Again, we can look at the issue of fair use from both a legal and moral standpoint. Legally, it seems clear that when an AI program produces text verbatim from its source, it is not being transformative in any meaningful way. Many have also raised moral concerns around the way that AI programs use artistic materials, both around work being used without permission, as well as in ways that they specifically object to.
But there is an argument from AI defenders around fair use that has less to do with what is “fair” and how copyrighted information is “used”: namely, that AI programs “use” content they find online in the same way that a person does.
Here is how such an argument might go:
-There is nothing morally or legally impermissible about a person reading a lot of content, watching a lot of videos, or listening to a lot of music online, and then using that information as knowledge or inspiration when creating new works. This is simply how people learn and create new things.
-There is nothing specifically morally or legally significant about a person profiting off of the creations that result from what they’ve learned.
-There is nothing morally or legally significant about the quantity of information one consumes or how fast one consumes it.
-An AI is capable of reading a lot of content, watching a lot of videos, and listening to a lot of music online, and using that information as knowledge or inspiration when creating new works.
-The only relevant difference between the way that AI and a person use information to create new content is the quantity of information that an AI can consume and the speed at which it consumes it.

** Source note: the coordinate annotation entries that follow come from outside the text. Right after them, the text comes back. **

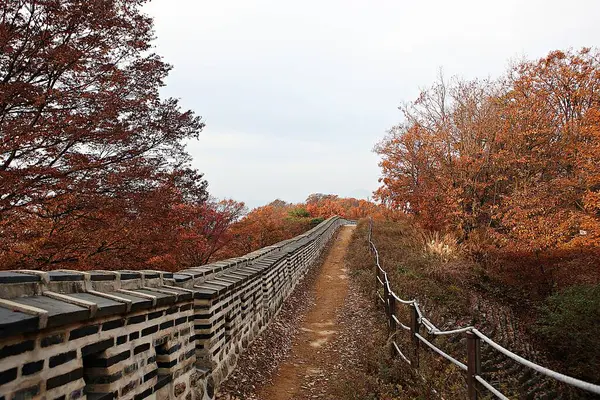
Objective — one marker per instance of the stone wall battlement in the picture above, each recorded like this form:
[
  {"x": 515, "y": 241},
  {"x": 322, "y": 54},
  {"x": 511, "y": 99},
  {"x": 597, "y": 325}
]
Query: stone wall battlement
[{"x": 143, "y": 334}]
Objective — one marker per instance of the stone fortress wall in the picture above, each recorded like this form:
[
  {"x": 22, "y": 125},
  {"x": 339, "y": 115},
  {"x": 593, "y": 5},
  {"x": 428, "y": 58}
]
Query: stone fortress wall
[{"x": 67, "y": 335}]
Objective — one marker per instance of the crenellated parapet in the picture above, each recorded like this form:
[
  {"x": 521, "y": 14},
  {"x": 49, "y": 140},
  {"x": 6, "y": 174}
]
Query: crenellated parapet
[{"x": 142, "y": 334}]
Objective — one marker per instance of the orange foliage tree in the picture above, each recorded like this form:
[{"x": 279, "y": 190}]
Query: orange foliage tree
[
  {"x": 517, "y": 158},
  {"x": 93, "y": 169}
]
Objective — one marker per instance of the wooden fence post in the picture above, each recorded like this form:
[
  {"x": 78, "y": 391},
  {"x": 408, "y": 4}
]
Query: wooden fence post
[
  {"x": 414, "y": 329},
  {"x": 392, "y": 306},
  {"x": 473, "y": 364},
  {"x": 386, "y": 293},
  {"x": 376, "y": 285}
]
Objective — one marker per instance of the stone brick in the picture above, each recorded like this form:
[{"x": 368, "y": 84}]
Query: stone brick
[
  {"x": 32, "y": 367},
  {"x": 62, "y": 358},
  {"x": 27, "y": 393},
  {"x": 63, "y": 379},
  {"x": 52, "y": 339},
  {"x": 8, "y": 376},
  {"x": 84, "y": 331},
  {"x": 16, "y": 349}
]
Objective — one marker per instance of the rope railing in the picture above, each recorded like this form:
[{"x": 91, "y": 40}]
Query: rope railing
[{"x": 475, "y": 382}]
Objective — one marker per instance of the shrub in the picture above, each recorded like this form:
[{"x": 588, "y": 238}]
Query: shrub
[{"x": 570, "y": 324}]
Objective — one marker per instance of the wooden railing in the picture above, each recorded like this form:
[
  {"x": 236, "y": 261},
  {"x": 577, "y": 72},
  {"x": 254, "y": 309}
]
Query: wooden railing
[{"x": 473, "y": 367}]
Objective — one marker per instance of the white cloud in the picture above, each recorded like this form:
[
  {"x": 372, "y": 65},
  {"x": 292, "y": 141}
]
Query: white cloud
[{"x": 295, "y": 94}]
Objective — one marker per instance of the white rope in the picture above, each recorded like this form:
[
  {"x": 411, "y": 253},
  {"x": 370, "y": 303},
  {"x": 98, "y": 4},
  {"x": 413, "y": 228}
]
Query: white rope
[
  {"x": 491, "y": 388},
  {"x": 441, "y": 353},
  {"x": 590, "y": 387}
]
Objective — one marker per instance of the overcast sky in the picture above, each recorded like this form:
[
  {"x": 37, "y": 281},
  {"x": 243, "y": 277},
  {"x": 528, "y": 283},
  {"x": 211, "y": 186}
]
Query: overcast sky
[{"x": 295, "y": 94}]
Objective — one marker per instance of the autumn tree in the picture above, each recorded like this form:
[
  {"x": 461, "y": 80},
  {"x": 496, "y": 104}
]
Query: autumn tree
[
  {"x": 92, "y": 165},
  {"x": 517, "y": 157}
]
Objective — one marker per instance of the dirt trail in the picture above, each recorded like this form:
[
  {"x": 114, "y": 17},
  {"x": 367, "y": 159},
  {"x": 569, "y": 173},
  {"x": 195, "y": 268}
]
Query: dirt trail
[{"x": 310, "y": 354}]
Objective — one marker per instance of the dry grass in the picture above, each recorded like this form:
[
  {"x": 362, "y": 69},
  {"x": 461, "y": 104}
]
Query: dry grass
[{"x": 417, "y": 264}]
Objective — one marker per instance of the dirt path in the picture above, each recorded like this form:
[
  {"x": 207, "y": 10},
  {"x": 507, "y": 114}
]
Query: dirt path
[{"x": 309, "y": 354}]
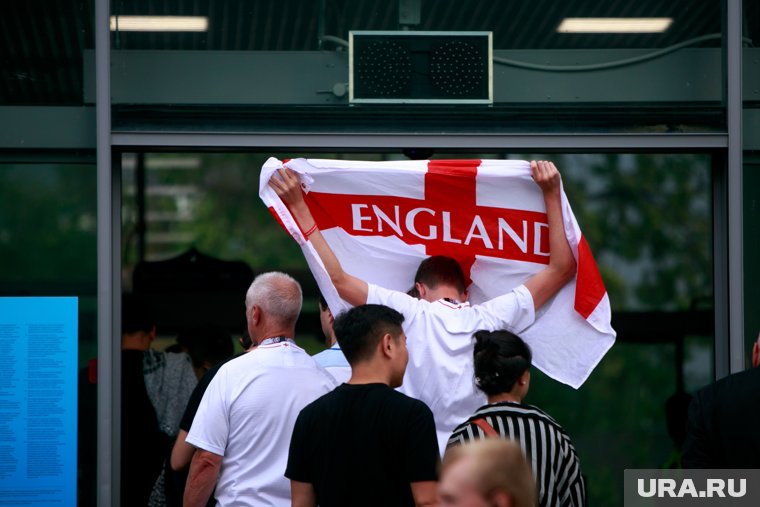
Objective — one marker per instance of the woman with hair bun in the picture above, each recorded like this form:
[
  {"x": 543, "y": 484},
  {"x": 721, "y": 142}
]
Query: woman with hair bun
[{"x": 502, "y": 371}]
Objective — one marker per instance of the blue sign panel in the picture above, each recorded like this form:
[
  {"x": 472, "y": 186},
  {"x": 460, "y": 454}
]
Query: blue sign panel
[{"x": 38, "y": 401}]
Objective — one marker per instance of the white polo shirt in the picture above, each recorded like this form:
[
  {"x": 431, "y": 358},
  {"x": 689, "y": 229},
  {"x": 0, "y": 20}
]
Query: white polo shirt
[
  {"x": 335, "y": 363},
  {"x": 439, "y": 337},
  {"x": 247, "y": 416}
]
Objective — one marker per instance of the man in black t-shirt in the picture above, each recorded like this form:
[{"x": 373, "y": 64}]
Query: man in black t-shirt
[{"x": 365, "y": 443}]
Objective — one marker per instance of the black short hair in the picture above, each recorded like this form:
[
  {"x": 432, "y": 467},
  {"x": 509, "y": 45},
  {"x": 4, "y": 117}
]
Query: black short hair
[
  {"x": 360, "y": 329},
  {"x": 206, "y": 343},
  {"x": 500, "y": 359},
  {"x": 440, "y": 270},
  {"x": 136, "y": 315}
]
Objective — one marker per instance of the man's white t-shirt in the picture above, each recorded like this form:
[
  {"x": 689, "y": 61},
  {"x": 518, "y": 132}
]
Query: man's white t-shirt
[
  {"x": 335, "y": 363},
  {"x": 247, "y": 416},
  {"x": 439, "y": 337}
]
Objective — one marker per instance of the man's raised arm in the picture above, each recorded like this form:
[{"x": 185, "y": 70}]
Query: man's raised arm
[
  {"x": 546, "y": 283},
  {"x": 288, "y": 187}
]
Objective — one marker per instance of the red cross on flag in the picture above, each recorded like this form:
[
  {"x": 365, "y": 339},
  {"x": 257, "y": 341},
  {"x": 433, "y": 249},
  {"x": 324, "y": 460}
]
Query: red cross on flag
[{"x": 382, "y": 218}]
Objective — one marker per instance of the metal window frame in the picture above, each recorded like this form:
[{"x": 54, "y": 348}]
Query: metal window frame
[{"x": 727, "y": 212}]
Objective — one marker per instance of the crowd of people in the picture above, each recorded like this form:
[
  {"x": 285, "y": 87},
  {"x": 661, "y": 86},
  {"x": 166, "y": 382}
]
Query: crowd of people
[{"x": 417, "y": 399}]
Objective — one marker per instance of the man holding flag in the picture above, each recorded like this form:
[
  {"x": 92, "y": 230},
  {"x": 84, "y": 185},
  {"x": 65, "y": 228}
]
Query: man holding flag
[{"x": 440, "y": 325}]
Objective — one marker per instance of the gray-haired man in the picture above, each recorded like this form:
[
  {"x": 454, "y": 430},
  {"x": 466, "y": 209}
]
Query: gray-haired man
[{"x": 243, "y": 425}]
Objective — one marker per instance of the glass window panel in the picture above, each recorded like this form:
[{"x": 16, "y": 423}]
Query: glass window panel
[
  {"x": 751, "y": 177},
  {"x": 41, "y": 50},
  {"x": 287, "y": 62},
  {"x": 657, "y": 267},
  {"x": 48, "y": 248}
]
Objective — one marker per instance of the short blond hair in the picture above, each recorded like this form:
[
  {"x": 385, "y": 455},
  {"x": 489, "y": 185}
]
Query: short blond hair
[
  {"x": 278, "y": 295},
  {"x": 496, "y": 465}
]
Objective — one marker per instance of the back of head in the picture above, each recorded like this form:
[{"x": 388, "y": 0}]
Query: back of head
[
  {"x": 361, "y": 328},
  {"x": 495, "y": 466},
  {"x": 206, "y": 343},
  {"x": 440, "y": 270},
  {"x": 136, "y": 315},
  {"x": 278, "y": 295},
  {"x": 500, "y": 359}
]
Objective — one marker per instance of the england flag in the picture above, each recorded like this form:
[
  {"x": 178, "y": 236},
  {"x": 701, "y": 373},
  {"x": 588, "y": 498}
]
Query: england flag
[{"x": 382, "y": 218}]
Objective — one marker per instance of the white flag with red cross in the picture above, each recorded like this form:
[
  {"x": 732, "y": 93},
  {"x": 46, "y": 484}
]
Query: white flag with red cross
[{"x": 382, "y": 218}]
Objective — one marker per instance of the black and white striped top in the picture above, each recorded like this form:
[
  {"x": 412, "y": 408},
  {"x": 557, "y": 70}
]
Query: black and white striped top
[{"x": 546, "y": 445}]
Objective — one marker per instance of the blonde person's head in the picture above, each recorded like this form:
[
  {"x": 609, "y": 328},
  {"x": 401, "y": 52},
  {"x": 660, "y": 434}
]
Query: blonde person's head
[{"x": 486, "y": 473}]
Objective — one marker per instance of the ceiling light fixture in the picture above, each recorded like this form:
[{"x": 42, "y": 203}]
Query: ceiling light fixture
[
  {"x": 159, "y": 23},
  {"x": 614, "y": 25}
]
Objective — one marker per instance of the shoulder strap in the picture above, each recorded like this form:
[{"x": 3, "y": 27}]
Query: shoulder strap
[{"x": 487, "y": 428}]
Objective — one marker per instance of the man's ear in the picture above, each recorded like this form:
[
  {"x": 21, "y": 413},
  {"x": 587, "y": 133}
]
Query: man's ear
[
  {"x": 255, "y": 314},
  {"x": 386, "y": 345}
]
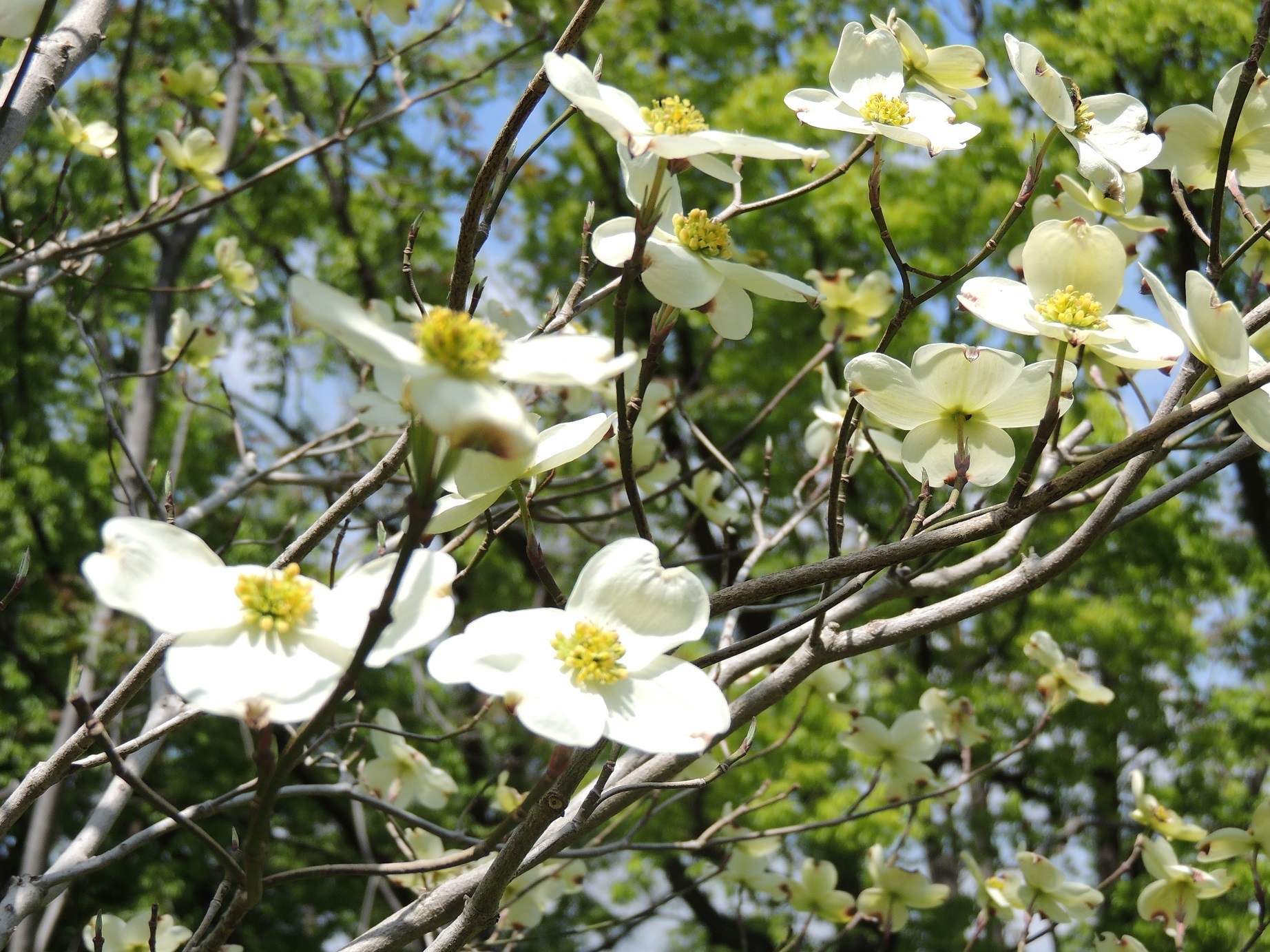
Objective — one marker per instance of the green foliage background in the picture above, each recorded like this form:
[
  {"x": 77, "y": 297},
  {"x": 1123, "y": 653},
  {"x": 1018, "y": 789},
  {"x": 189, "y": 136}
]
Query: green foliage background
[{"x": 1169, "y": 611}]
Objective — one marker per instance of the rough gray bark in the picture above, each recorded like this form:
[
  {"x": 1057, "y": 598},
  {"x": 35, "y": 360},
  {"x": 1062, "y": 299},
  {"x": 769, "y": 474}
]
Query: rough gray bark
[{"x": 59, "y": 55}]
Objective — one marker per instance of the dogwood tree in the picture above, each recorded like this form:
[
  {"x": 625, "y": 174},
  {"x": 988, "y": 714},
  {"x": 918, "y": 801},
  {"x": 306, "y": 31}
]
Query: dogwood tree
[{"x": 457, "y": 496}]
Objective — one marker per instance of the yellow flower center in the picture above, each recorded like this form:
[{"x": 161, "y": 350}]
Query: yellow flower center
[
  {"x": 464, "y": 346},
  {"x": 592, "y": 653},
  {"x": 675, "y": 116},
  {"x": 1083, "y": 120},
  {"x": 696, "y": 230},
  {"x": 889, "y": 111},
  {"x": 1067, "y": 308},
  {"x": 275, "y": 602}
]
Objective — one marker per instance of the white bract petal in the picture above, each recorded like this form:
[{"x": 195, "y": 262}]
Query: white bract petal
[
  {"x": 1000, "y": 301},
  {"x": 671, "y": 129},
  {"x": 254, "y": 642},
  {"x": 899, "y": 749},
  {"x": 948, "y": 72},
  {"x": 1193, "y": 136},
  {"x": 596, "y": 668},
  {"x": 1043, "y": 81},
  {"x": 1086, "y": 257},
  {"x": 954, "y": 403},
  {"x": 1065, "y": 678},
  {"x": 164, "y": 575},
  {"x": 886, "y": 388},
  {"x": 868, "y": 97},
  {"x": 422, "y": 611}
]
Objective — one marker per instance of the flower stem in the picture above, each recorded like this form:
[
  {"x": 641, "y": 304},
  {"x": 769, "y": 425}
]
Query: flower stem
[
  {"x": 534, "y": 550},
  {"x": 644, "y": 225},
  {"x": 1048, "y": 425}
]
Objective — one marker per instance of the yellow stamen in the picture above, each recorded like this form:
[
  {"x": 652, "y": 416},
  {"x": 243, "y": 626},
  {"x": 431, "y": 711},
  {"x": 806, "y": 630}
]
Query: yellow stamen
[
  {"x": 674, "y": 116},
  {"x": 463, "y": 344},
  {"x": 696, "y": 230},
  {"x": 1083, "y": 120},
  {"x": 275, "y": 602},
  {"x": 889, "y": 111},
  {"x": 592, "y": 653},
  {"x": 1067, "y": 308}
]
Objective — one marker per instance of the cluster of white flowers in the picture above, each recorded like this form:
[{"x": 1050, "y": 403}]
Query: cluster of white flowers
[{"x": 269, "y": 645}]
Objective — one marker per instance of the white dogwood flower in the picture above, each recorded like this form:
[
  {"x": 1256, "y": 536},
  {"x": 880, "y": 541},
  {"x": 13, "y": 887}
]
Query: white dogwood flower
[
  {"x": 690, "y": 269},
  {"x": 1107, "y": 131},
  {"x": 448, "y": 367},
  {"x": 197, "y": 153},
  {"x": 866, "y": 96},
  {"x": 1116, "y": 210},
  {"x": 403, "y": 774},
  {"x": 948, "y": 72},
  {"x": 992, "y": 893},
  {"x": 531, "y": 895},
  {"x": 238, "y": 272},
  {"x": 701, "y": 494},
  {"x": 1231, "y": 842},
  {"x": 851, "y": 313},
  {"x": 1065, "y": 678},
  {"x": 97, "y": 138},
  {"x": 1048, "y": 891},
  {"x": 597, "y": 668},
  {"x": 957, "y": 403},
  {"x": 955, "y": 719},
  {"x": 1151, "y": 813},
  {"x": 1175, "y": 895},
  {"x": 254, "y": 642},
  {"x": 901, "y": 750},
  {"x": 1193, "y": 136},
  {"x": 895, "y": 891},
  {"x": 1074, "y": 275},
  {"x": 671, "y": 129},
  {"x": 205, "y": 341},
  {"x": 817, "y": 891},
  {"x": 397, "y": 10},
  {"x": 480, "y": 479},
  {"x": 134, "y": 935},
  {"x": 197, "y": 84},
  {"x": 1214, "y": 333}
]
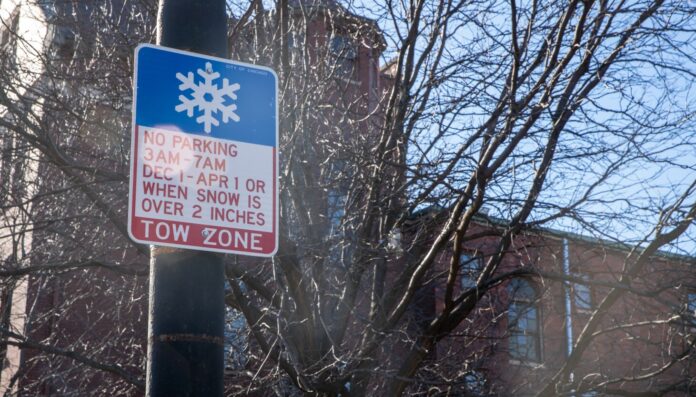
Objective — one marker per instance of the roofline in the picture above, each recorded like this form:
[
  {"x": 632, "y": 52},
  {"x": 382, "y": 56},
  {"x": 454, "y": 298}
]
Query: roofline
[{"x": 560, "y": 234}]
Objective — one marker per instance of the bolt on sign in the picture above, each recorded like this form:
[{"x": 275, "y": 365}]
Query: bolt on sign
[{"x": 204, "y": 160}]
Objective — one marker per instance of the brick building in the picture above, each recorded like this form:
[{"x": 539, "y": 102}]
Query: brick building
[{"x": 523, "y": 329}]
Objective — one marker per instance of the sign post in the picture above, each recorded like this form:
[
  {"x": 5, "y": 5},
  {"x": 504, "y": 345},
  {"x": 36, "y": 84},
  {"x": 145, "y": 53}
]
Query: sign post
[{"x": 204, "y": 172}]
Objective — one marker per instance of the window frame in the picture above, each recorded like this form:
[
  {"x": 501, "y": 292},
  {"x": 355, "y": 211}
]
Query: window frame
[
  {"x": 470, "y": 270},
  {"x": 526, "y": 304},
  {"x": 579, "y": 303}
]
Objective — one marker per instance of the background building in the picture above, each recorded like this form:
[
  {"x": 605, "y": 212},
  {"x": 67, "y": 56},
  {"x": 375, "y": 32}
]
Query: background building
[{"x": 376, "y": 289}]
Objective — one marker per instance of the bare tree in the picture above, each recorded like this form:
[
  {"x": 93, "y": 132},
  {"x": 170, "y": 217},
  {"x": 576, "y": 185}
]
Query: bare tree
[{"x": 413, "y": 134}]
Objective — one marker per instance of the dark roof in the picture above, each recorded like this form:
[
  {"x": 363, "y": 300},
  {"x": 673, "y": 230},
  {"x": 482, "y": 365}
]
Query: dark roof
[{"x": 432, "y": 211}]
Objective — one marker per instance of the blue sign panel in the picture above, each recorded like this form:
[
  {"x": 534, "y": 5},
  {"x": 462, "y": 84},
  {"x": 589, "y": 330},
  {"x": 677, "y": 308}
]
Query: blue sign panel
[{"x": 206, "y": 96}]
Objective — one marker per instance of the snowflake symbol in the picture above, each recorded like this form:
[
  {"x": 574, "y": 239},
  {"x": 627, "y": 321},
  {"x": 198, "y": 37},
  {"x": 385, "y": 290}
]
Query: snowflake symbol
[{"x": 207, "y": 97}]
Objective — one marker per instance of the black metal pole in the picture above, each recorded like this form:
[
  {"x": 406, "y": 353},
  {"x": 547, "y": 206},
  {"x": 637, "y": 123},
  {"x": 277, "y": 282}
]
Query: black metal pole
[{"x": 186, "y": 325}]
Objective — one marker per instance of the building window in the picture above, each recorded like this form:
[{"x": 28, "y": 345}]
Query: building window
[
  {"x": 345, "y": 55},
  {"x": 582, "y": 295},
  {"x": 524, "y": 322},
  {"x": 470, "y": 268}
]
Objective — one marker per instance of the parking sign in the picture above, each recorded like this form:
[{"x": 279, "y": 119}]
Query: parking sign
[{"x": 204, "y": 160}]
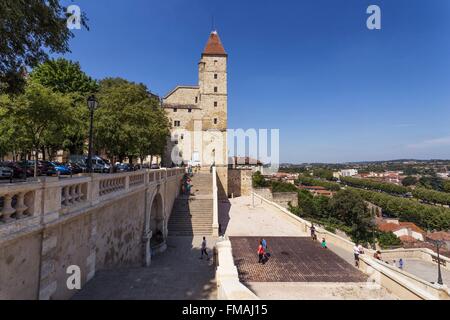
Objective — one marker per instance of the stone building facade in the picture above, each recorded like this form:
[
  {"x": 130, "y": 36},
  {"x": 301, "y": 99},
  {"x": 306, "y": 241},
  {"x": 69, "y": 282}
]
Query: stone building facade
[{"x": 199, "y": 115}]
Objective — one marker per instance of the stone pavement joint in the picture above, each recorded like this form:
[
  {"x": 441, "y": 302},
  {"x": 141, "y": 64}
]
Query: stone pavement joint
[{"x": 292, "y": 259}]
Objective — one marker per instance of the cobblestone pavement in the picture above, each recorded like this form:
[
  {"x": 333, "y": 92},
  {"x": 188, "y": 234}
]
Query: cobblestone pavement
[
  {"x": 292, "y": 259},
  {"x": 426, "y": 270},
  {"x": 240, "y": 218},
  {"x": 177, "y": 274},
  {"x": 319, "y": 291}
]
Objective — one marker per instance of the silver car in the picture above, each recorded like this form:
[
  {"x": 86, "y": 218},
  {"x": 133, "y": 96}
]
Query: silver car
[{"x": 6, "y": 172}]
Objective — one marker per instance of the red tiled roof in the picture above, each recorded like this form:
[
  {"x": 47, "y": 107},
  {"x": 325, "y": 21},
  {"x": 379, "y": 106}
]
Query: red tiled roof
[
  {"x": 408, "y": 239},
  {"x": 441, "y": 235},
  {"x": 411, "y": 226},
  {"x": 214, "y": 45},
  {"x": 388, "y": 227},
  {"x": 392, "y": 227}
]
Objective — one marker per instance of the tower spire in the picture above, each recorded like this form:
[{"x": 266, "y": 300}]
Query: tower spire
[{"x": 214, "y": 45}]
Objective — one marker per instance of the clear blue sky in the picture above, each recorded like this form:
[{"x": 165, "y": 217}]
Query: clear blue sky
[{"x": 336, "y": 90}]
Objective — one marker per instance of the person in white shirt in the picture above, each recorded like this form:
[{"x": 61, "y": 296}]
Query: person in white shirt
[
  {"x": 356, "y": 252},
  {"x": 361, "y": 249}
]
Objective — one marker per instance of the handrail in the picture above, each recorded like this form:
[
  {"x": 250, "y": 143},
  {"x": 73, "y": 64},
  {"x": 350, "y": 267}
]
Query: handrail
[
  {"x": 215, "y": 224},
  {"x": 25, "y": 205}
]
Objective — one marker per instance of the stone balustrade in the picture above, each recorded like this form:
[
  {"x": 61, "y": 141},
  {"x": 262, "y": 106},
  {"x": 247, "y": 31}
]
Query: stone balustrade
[
  {"x": 399, "y": 282},
  {"x": 16, "y": 202},
  {"x": 52, "y": 197},
  {"x": 93, "y": 221}
]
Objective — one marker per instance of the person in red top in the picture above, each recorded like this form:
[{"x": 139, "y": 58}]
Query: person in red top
[{"x": 261, "y": 252}]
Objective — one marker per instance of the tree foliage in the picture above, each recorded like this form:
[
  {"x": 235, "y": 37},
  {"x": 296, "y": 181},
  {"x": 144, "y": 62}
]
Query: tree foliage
[
  {"x": 35, "y": 116},
  {"x": 409, "y": 181},
  {"x": 28, "y": 31},
  {"x": 129, "y": 123},
  {"x": 258, "y": 181},
  {"x": 428, "y": 217},
  {"x": 67, "y": 77},
  {"x": 375, "y": 185},
  {"x": 307, "y": 181}
]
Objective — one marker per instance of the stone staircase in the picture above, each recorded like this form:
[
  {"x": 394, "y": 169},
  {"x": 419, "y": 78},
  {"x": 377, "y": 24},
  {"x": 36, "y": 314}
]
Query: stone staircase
[{"x": 193, "y": 215}]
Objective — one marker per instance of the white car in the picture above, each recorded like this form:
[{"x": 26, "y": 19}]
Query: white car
[{"x": 6, "y": 173}]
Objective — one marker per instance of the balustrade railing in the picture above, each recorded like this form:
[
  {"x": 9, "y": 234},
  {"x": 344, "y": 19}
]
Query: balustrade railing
[
  {"x": 15, "y": 203},
  {"x": 62, "y": 195},
  {"x": 137, "y": 180},
  {"x": 74, "y": 194},
  {"x": 110, "y": 185}
]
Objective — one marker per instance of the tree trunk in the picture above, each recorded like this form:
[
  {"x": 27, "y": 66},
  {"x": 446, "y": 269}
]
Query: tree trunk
[{"x": 36, "y": 156}]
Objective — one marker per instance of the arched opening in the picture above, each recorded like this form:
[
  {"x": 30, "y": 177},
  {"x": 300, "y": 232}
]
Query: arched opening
[{"x": 157, "y": 222}]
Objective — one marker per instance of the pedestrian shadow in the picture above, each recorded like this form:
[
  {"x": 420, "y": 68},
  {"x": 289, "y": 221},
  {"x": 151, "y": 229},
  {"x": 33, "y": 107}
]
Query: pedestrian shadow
[{"x": 224, "y": 216}]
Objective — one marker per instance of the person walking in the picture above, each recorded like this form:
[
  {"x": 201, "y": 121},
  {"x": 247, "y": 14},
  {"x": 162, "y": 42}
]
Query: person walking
[
  {"x": 204, "y": 251},
  {"x": 261, "y": 253},
  {"x": 264, "y": 244},
  {"x": 356, "y": 254},
  {"x": 313, "y": 232},
  {"x": 377, "y": 255}
]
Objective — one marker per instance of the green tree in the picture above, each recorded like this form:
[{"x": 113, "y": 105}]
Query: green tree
[
  {"x": 388, "y": 240},
  {"x": 68, "y": 78},
  {"x": 28, "y": 30},
  {"x": 258, "y": 181},
  {"x": 129, "y": 122},
  {"x": 64, "y": 76},
  {"x": 349, "y": 207},
  {"x": 39, "y": 113},
  {"x": 409, "y": 181}
]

-However, since neither quantity nor speed are relevant moral or legal factors, AI companies are not doing anything impermissible by creating programs that use copyrighted materials online when creating new works.
Arguments of this form can be found in many places. For example, in an interview for NPR:
Richard Busch, lawyer who represents artists who have made copyright claims against other artists, argues: “How is this different than a human brain listening to music and then creating something that is not infringing, but is influenced.”
Similarly, from the blog of AI music creator Udio:
Generative AI models, including our music model, learn from examples. Just as students listen to music and study scores, our model has “listened” to and learned from a large collection of recorded music.
While these arguments also point to the originality of the final creation, a crucial component of their defense lies in how AI programs “use” copyrighted material. Since there’s nothing inherently inappropriate about a person consuming a lot of information, processing it, getting inspired by it, and producing something as a result, nor should we think it inappropriate for an AI to do the same things.
There have, however, been many worries raised already with inappropriate personification of AI, from concerns around AI being “conscious,” to downplaying errors by referring to them as “hallucinations.” In the above arguments, these personifications are more subtle: AI-defenders talk in terms of the programs “listening,” “creating,” “learning,” and “studying.” No one would begrudge a human being for doing these things. Importantly, though, these actions are the actions of human beings – or, at least, of intelligent beings with moral status. Uncritically applying them to computer programs thus masks an important jump in logic that is not warranted by what we know about the current capabilities of AI.
There are a lot of battles to be fought in terms of what constitute truly “transformative” works in lawsuits against AI companies. Regardless, part of the ongoing legal and moral discussions will undoubtedly need to shift their focus to new questions about what “use” means when it comes to AI.